For example, consider three different midcap ETFs from one single provider, iShares. IJH, the largest, tracks the S&P MidCap 400 Index. (Vanguard, State Street, Invesco, Oppenheimer are among the issuers to also offer ETFs tied to this index). But IJH also screens companies for financial liability in addition to market capitalization size. That methodology gives the fund a small-cap tilt—one that has allowed it to outperform other mid-cap funds in recent months, according to Yadava.
Compare that to IWR, a market-cap-weighted portfolio of the 800 smaller companies in the Russell 1000. That universe of securities means that IWR has somewhat of a larger-cap bias among its top holdings, making it slightly less risky than some other midcap ETFs, according to our data. Year-to-date, IWR has trailed IJH in returns by about 1 percentage point.
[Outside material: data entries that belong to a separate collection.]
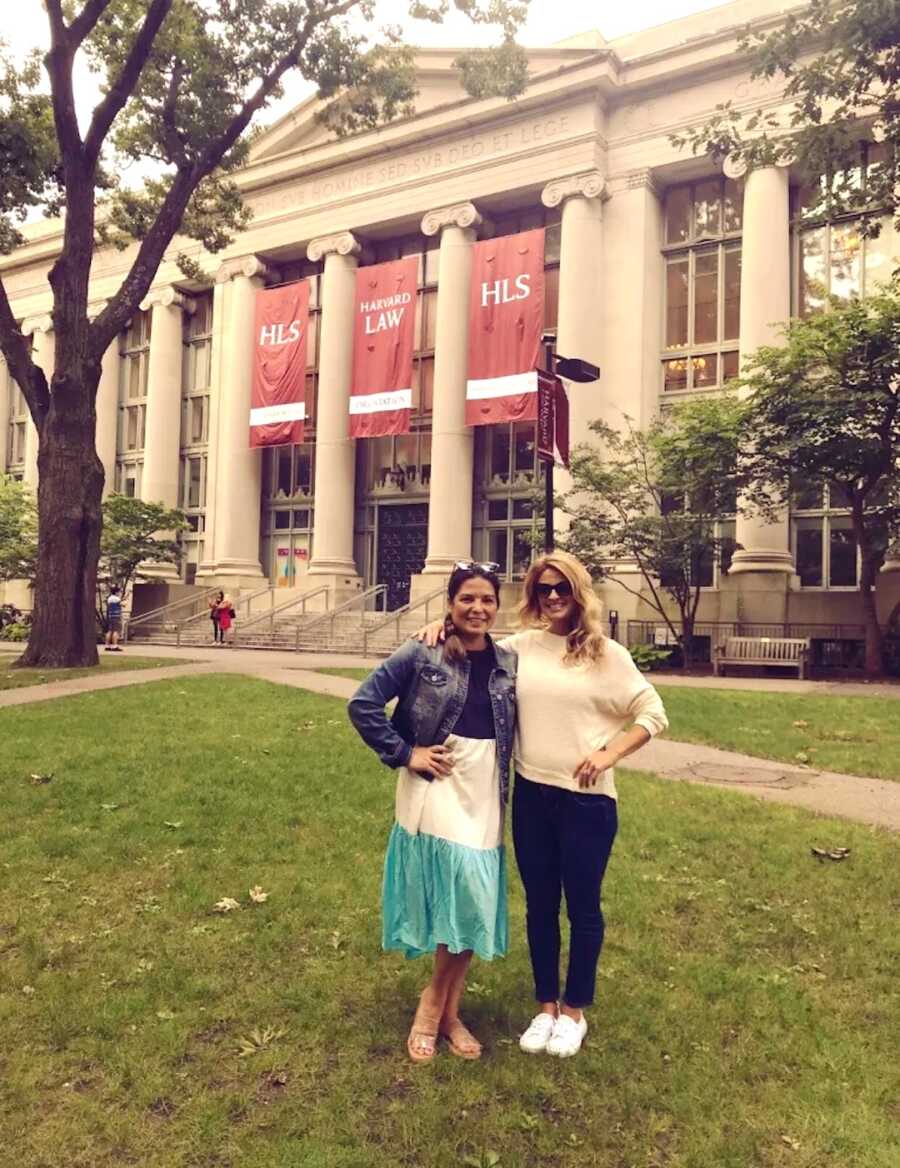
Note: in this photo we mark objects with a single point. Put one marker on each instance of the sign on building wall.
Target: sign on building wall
(506, 324)
(381, 393)
(278, 402)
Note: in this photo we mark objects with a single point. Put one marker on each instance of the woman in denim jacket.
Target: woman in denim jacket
(451, 736)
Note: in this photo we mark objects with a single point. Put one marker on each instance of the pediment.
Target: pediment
(438, 82)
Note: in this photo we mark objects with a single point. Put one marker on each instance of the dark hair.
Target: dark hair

And then there’s the iShares Morningstar Mid-Cap ETF (JKG), which has $766 million in assets. JKG is a market-cap-weighted portfolio of securities selected through a multifactor model. The portfolio owns midcap stocks that don’t show either strong growth or strong value characteristics, giving it a less-risky profile. JKG is underperforming its counterparts as a result.
Chart courtesy of StockCharts.com
As is the case with any ETFs—something we at ETF.com are constantly harping on—indexes matter; methodologies matter; portfolio construction matter—even among what’s seemingly market-cap-weighted funds competing in the same segment. Know what you own.
In this particular case, the broader story is midcap stocks are doing well in the current economic environment, offering investors outsized returns relative to large-cap stocks. They might not be as exciting as swimming with the sharks, nor as risky—and possibly rewarding—as diving into a deserted lagoon, but they have an appeal all their own.
And while there are plenty of midcap ETFs to choose from, there are also plenty of potential outcomes depending on the one you choose to own.